Cota, a convicted rapist and alleged serial killer, had his remains disinterred from Fort Sam Houston National Cemetery in Texas earlier this week, according to a press release from Sen. John Cornyn’s office. 

Cota’s removal comes after a federal law was passed last December allowing for the Vietnam soldier’s remains to be disinterred from the cemetery. The legislation was introduced by Cornyn (R-Texas) and co-sponsored by fellow Texas senator Ted Cruz. The bill was signed into law by President Donald Trump as part of the National Defense Authorization Act for fiscal year 2026. 

The law gave Department of Veterans Affairs Secretary Doug Collins the directive to remove Cota’s remains. 

Cornyn was pleased to hear that his legislation worked, and a violent criminal would no longer be buried in the same cemetery as other veterans.  

“Because of the law I authored, the remains of Fernando V. Cota, a convicted rapist and alleged serial murderer, have been disinterred from Fort Sam Houston National Cemetery in San Antonio,” Cornyn said in a press release. “I appreciate Secretary Collins and the VA for swiftly executing the law to bring closure to the victims’ families and restore honor among our nation’s heroes on the sacred burial grounds of Fort Sam Houston.”
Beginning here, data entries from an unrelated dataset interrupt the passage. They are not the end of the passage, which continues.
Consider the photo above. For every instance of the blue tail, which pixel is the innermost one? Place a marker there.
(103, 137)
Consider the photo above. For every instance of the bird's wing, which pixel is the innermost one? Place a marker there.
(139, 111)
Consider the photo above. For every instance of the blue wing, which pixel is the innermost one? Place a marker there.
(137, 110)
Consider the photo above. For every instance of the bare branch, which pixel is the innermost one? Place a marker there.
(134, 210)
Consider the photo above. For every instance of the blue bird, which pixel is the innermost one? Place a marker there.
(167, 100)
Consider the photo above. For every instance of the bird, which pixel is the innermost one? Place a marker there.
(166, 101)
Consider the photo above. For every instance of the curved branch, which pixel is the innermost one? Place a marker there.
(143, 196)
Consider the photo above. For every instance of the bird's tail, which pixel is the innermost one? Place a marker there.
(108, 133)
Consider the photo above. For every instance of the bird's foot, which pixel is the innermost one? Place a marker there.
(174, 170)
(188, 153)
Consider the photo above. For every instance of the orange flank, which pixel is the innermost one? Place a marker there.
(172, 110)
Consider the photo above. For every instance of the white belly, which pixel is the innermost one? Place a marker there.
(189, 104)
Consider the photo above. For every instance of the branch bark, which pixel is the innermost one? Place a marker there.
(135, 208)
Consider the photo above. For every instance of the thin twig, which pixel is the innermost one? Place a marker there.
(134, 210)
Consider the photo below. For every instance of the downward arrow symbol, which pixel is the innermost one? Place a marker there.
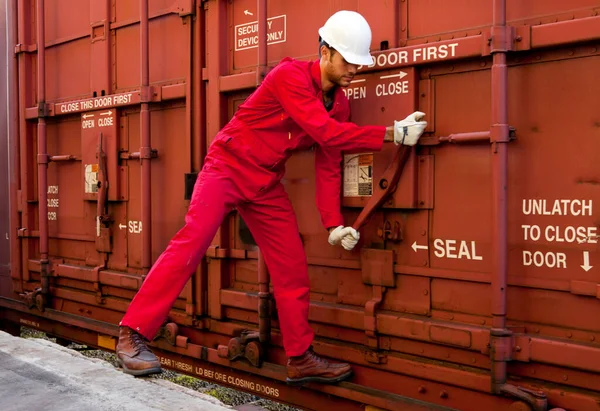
(586, 261)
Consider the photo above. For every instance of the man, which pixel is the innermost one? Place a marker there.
(298, 105)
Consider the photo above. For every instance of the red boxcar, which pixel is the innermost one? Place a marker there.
(476, 283)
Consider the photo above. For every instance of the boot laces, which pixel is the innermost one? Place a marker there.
(317, 358)
(138, 342)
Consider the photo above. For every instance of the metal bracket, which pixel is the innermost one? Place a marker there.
(43, 110)
(391, 232)
(23, 48)
(247, 346)
(370, 320)
(185, 7)
(97, 286)
(502, 39)
(168, 332)
(501, 345)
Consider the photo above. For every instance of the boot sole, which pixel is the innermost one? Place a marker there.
(323, 380)
(139, 373)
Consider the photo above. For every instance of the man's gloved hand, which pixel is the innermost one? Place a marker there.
(409, 130)
(346, 236)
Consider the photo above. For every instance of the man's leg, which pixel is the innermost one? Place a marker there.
(272, 222)
(213, 197)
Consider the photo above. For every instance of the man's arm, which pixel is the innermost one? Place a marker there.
(328, 181)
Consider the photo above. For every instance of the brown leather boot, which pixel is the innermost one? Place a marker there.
(310, 367)
(134, 356)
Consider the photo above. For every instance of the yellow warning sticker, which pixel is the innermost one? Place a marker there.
(358, 175)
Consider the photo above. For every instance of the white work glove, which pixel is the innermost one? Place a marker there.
(409, 130)
(346, 236)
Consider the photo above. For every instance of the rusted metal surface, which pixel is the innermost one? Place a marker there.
(5, 174)
(474, 284)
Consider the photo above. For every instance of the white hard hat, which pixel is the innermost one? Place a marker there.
(349, 33)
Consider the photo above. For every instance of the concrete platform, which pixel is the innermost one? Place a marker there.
(37, 374)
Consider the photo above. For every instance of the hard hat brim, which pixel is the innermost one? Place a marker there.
(360, 60)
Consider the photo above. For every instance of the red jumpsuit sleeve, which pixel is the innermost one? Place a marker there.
(293, 91)
(328, 181)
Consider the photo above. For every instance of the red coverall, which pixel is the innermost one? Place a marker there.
(242, 170)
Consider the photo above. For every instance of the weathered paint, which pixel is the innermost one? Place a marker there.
(483, 235)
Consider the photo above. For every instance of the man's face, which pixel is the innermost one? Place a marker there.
(338, 70)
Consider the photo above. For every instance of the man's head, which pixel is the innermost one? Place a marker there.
(344, 45)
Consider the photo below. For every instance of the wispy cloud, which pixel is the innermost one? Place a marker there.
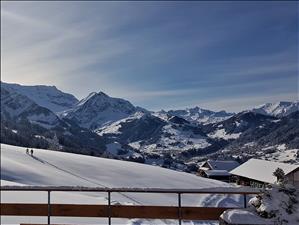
(156, 54)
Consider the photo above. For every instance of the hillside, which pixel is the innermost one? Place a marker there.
(66, 169)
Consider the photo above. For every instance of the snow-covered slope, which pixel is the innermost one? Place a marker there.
(158, 141)
(200, 115)
(57, 168)
(46, 96)
(278, 109)
(98, 109)
(17, 107)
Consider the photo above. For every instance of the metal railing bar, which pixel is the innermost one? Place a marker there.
(136, 190)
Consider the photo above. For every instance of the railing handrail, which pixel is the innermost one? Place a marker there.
(217, 190)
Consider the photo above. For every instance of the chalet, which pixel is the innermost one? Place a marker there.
(216, 169)
(257, 173)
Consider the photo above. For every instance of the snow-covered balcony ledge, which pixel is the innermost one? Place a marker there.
(243, 217)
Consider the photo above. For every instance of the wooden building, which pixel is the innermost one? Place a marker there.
(217, 169)
(257, 173)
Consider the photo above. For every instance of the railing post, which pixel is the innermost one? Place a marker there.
(244, 199)
(109, 207)
(49, 207)
(180, 208)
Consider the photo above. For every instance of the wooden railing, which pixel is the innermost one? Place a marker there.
(109, 211)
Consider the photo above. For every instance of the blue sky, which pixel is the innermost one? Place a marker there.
(216, 55)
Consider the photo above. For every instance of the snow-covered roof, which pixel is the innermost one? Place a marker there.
(262, 170)
(217, 173)
(223, 165)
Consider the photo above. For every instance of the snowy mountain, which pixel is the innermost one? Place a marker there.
(98, 109)
(25, 123)
(266, 138)
(278, 109)
(200, 115)
(147, 138)
(113, 127)
(64, 169)
(46, 96)
(17, 107)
According to federal law 38 U.S. Code § 2411, the internment or memorialization of veterans who committed heinous crimes through the National Cemetery Administration or Arlington National Cemetery is prohibited, however the law was not adopted until 1984, shortly after Cota’s death. 
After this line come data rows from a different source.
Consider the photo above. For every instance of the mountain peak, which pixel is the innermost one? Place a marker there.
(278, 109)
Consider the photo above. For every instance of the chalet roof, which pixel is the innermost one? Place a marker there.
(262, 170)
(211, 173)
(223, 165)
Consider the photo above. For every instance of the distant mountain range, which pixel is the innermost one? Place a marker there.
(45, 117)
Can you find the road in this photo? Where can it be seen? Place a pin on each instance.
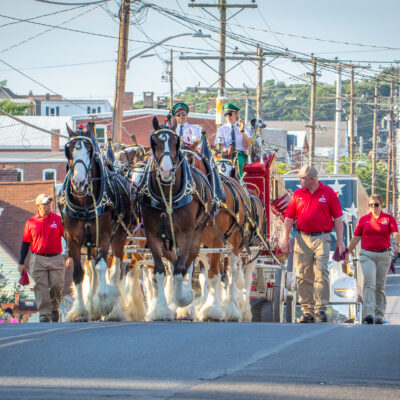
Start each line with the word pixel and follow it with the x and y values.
pixel 178 360
pixel 183 360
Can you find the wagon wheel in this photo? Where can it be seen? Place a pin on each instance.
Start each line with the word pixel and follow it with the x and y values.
pixel 270 311
pixel 291 301
pixel 279 301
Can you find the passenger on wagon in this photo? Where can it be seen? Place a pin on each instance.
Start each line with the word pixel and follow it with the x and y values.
pixel 234 136
pixel 190 134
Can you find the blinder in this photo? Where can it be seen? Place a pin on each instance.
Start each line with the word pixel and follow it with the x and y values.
pixel 71 144
pixel 162 135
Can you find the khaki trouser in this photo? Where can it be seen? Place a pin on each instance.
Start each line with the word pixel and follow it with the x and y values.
pixel 374 267
pixel 48 274
pixel 311 255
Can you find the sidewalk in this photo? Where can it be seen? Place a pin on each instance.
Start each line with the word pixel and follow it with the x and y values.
pixel 393 297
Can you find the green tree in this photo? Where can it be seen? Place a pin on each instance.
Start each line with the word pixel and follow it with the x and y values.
pixel 363 169
pixel 14 108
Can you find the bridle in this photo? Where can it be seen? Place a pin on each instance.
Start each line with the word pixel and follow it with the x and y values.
pixel 163 136
pixel 77 142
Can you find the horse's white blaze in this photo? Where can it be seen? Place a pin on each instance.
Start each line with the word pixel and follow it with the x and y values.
pixel 232 311
pixel 106 295
pixel 78 310
pixel 80 173
pixel 166 165
pixel 183 293
pixel 136 176
pixel 161 312
pixel 224 167
pixel 212 307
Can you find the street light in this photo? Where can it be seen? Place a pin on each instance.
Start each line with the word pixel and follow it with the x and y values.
pixel 198 34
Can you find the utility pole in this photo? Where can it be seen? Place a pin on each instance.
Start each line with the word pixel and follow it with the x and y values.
pixel 259 82
pixel 338 119
pixel 352 119
pixel 120 80
pixel 392 146
pixel 171 80
pixel 312 112
pixel 222 48
pixel 373 183
pixel 222 6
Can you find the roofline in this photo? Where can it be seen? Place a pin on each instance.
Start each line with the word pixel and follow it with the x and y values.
pixel 144 111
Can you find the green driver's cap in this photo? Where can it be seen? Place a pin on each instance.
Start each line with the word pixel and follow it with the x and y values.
pixel 179 106
pixel 229 107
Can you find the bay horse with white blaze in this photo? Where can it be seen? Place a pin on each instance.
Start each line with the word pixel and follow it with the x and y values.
pixel 175 204
pixel 97 205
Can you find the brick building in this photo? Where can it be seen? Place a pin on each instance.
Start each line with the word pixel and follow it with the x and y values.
pixel 139 123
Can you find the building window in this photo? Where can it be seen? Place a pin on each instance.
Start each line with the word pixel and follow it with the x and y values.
pixel 101 134
pixel 50 175
pixel 20 175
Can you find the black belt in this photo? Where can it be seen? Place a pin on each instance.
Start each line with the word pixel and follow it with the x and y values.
pixel 315 233
pixel 47 255
pixel 379 251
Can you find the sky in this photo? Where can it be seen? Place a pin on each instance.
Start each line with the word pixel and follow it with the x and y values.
pixel 79 62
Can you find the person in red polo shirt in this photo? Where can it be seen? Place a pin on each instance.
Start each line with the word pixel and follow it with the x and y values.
pixel 317 210
pixel 374 230
pixel 43 233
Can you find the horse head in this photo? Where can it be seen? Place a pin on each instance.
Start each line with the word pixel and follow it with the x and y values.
pixel 132 161
pixel 79 152
pixel 165 144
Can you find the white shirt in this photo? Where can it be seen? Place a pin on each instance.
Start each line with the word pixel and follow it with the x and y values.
pixel 224 136
pixel 190 134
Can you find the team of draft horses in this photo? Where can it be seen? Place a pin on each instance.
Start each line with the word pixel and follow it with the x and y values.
pixel 178 202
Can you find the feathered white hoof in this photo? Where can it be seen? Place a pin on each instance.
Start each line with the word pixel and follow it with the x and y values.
pixel 232 311
pixel 161 314
pixel 212 313
pixel 183 293
pixel 94 314
pixel 77 314
pixel 104 301
pixel 116 314
pixel 185 313
pixel 134 300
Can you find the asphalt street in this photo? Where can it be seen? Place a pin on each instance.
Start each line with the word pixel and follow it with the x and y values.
pixel 183 360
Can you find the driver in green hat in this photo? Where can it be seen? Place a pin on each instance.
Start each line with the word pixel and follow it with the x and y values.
pixel 190 134
pixel 234 135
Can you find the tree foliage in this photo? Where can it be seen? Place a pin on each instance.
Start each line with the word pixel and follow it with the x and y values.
pixel 363 169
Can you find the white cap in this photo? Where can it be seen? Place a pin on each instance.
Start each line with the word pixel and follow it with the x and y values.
pixel 43 199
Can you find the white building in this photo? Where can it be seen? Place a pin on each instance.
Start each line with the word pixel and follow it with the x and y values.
pixel 74 107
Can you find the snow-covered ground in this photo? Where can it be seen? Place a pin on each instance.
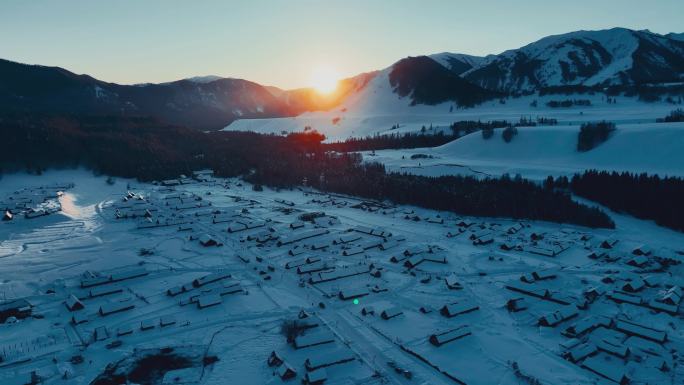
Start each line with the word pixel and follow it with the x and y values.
pixel 537 152
pixel 360 257
pixel 376 109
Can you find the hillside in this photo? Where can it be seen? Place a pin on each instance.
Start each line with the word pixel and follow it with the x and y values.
pixel 537 152
pixel 616 56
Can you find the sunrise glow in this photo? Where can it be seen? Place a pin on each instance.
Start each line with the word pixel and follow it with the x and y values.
pixel 324 80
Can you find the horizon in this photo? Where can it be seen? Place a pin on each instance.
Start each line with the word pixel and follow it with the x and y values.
pixel 91 40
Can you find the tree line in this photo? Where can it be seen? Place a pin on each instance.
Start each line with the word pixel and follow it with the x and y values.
pixel 148 150
pixel 641 195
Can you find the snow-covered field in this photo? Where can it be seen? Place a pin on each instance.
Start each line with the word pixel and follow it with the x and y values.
pixel 537 152
pixel 371 283
pixel 376 109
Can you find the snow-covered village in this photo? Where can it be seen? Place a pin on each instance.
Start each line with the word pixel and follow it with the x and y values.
pixel 508 215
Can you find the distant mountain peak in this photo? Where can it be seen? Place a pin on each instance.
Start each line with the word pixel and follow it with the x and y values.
pixel 203 79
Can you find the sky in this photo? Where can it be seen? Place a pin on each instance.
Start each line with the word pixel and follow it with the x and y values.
pixel 285 43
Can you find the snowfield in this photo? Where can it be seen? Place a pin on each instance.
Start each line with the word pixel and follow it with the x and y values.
pixel 204 274
pixel 376 109
pixel 537 152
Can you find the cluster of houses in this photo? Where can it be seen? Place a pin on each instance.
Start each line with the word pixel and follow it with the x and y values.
pixel 33 202
pixel 312 354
Sen. John Cornyn (R-Texas) (cornyn.senate.gov)

Cota isn’t the first veteran to have his remains removed from a national cemetery. In 2023, former Lt. Andrew Chabrol’s remains were disinterred from Arlington National Cemetery. Chabrol, a Navy officer, was convicted of the 1991 murder of Petty Officer Second Class Melissa Harrington. He was executed in Virginia in 1993. 

Silka, an Army veteran, was killed in a firefight with Alaska State Troopers in 1984. He had been on the run after killing nine people in a remote Alaskan village two days earlier. At his father’s request, Silka’s ashes were interred in a national cemetery in Sitka, Alaska, but there’s been momentum in recent years to have his remains disinterred. 

Cota’s Violent Past 

Born in 1946, Cota was drafted into the Army in the mid-1960s, serving in the Vietnam War. 
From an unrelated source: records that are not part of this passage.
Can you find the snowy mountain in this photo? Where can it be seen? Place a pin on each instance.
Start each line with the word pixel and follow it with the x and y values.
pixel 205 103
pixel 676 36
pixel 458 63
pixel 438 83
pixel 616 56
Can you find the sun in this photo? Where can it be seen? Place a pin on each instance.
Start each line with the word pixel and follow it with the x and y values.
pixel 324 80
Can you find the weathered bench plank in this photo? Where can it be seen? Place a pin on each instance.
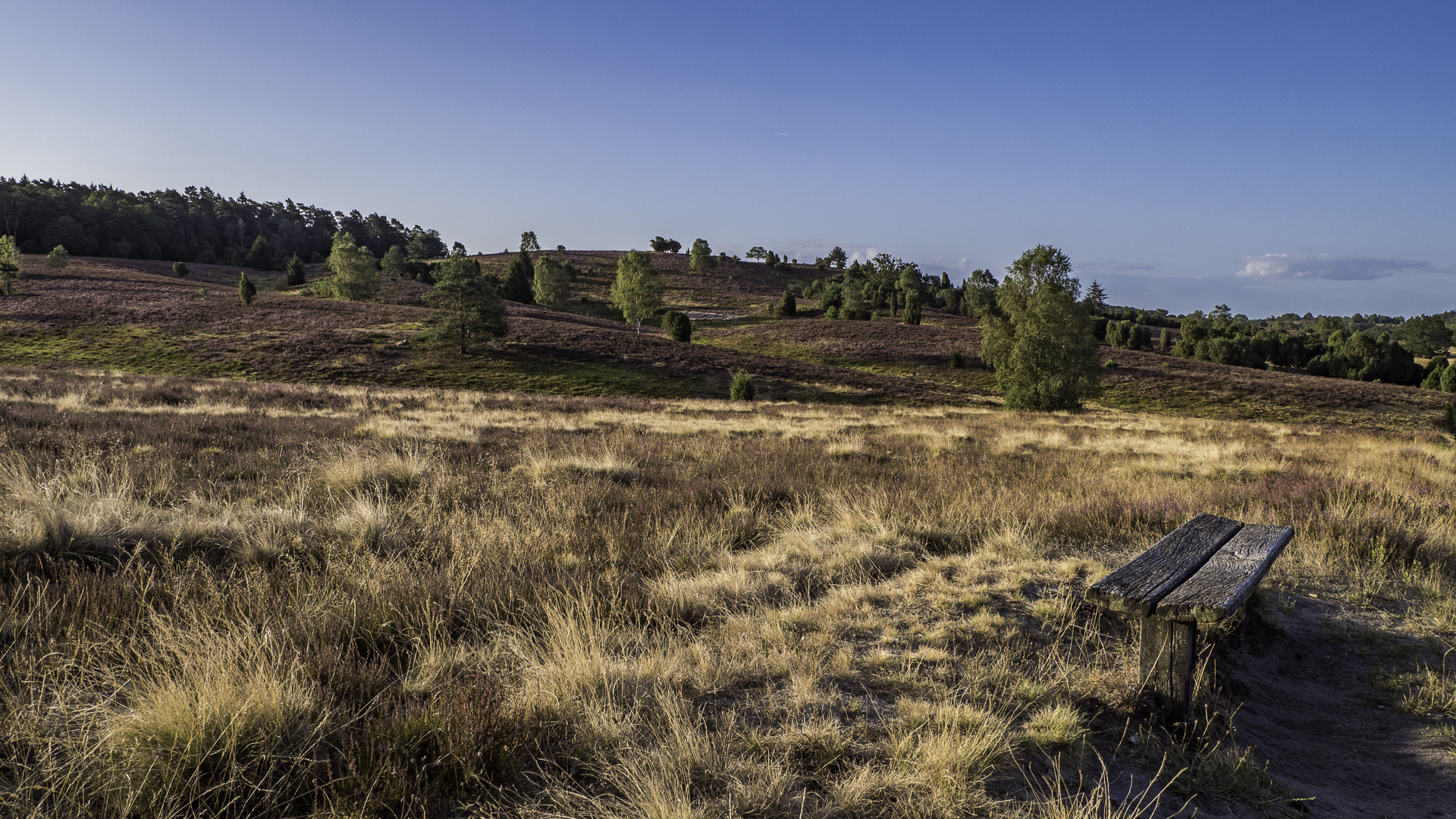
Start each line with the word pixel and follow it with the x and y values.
pixel 1139 585
pixel 1229 577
In 1984, he died by suicide after being pulled over by police along a California highway and was buried at Fort Sam Houston National Cemetery. Investigators believe Cota took his own life to spare him from a lifetime in prison or the death penalty. 

He had already spent time behind bars, convicted of attacking, bounding and raping a nurse in 1975. While he was sentenced to 20 years in prison, Cota was released on parole in 1983. 

Following his death, detectives linked Cota to more sexual assaults and identified him as the main suspect in the murders of six young women in San Jose, California. 

Vietnam veteran Fernando Cota’s former gravesite at Sam Houston National Cemetery. (Submitted)

Scoping out the back of his van, police discovered a young woman’s corpse, the body of Kim Marie Dunham, 21. She had been reported missing a day earlier. A search of his home would lead to more ghastly findings. Police found a small closet that appeared to be a torture chamber. The closet’s walls were covered in fingerprints, which were collected for examination to hopefully identify Cota’s other alleged victims. 

Finding the bizarre closet was only the tip of the iceberg. 

Police discovered false ID cards, a bogus police badge, several women’s blouses, six pairs of women’s shoes, and ads Cota produced and distributed around the San Jose State University Campus, hoping to attract students to live in his apartment. 

Investigators determined Cota likely murdered the six women by strangulation, stabbing or savage beatings.